Californians feel the status quo is not working in their favor. In that sense, Elder’s securing of around 40 percent of the vote in the now-rejected replacement primary may be a first step in restoring bipartisan politics in the state. Elder’s at times extreme libertarianism eventually got him in trouble, but a self-taught African-American with a strong taste for political debate made an appealing contrast to John Cox, the weak candidate for GOP governor in 2018. Elder s He’s connected with Latinos and some young people, and he made a brilliant contrast to the haughty Newsom and his wealthy supporters. Maybe Elder isn’t the ideal candidate, but he has opened up a class political approach that could pay off with the right spokesperson.

When Elder spoke in favor of the agency and aspiration as opposed to victimization, he borrowed a Republican theme that worked well in 2020, especially among Asians and Latinos.
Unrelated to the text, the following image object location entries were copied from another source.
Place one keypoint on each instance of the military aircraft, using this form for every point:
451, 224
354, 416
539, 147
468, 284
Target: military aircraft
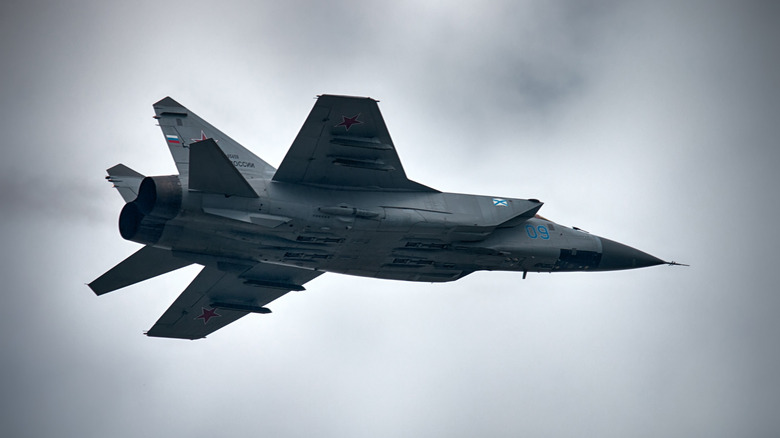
339, 202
As recently as July, before the media, publicity and voter turnout tsunamis formed, both of these demographics were in favor of the recall. Even the reliable progressive Los Angeles Times columnist Gustavo Arellano admitted that, among Hispanics, Newsom was about “as beloved as a stale Mexican coke.”

If they are to become relevant in the state again, however, Republicans need a constructive agenda. The next opportunity might come under more difficult circumstances for progressives. The expensive and unreliable power grid will continue to pose problems. The state is in such a situation that it has been forced to propose the construction of five “temporary” gas factories to keep the lights on. Meanwhile, the reluctance of environmentalists to stop discharging water into the ocean threatens to cut jobs for now politically marginalized domestic workers. Some 6,600 farmers in the central valley have already been ordered not to expect deliveries this year. The retirement debt will increase; schools are unlikely to improve with the state’s new ethnic studies curriculum. As the expansion of the welfare state competes with the demands of the public sector, the financial crush could lead to higher taxes, forcing California Democrats to choose between their richest backers and the heavyweight trade unions and social protection.

In the short term, Newsom’s recall victory could be seen as a boon to President Biden. Yet, barring a massive federal bailout, the bill will expire for governance failures in this remarkably gifted state. And if Biden’s schedule doesn’t survive the mid-term of next year, then neither will the wan hopes of expanding California’s schedule nationwide. Governor Newsom survived the recall, but that doesn’t mean the Golden State is destined to become the role model for the country – it might not even represent the inevitable future for most Californians.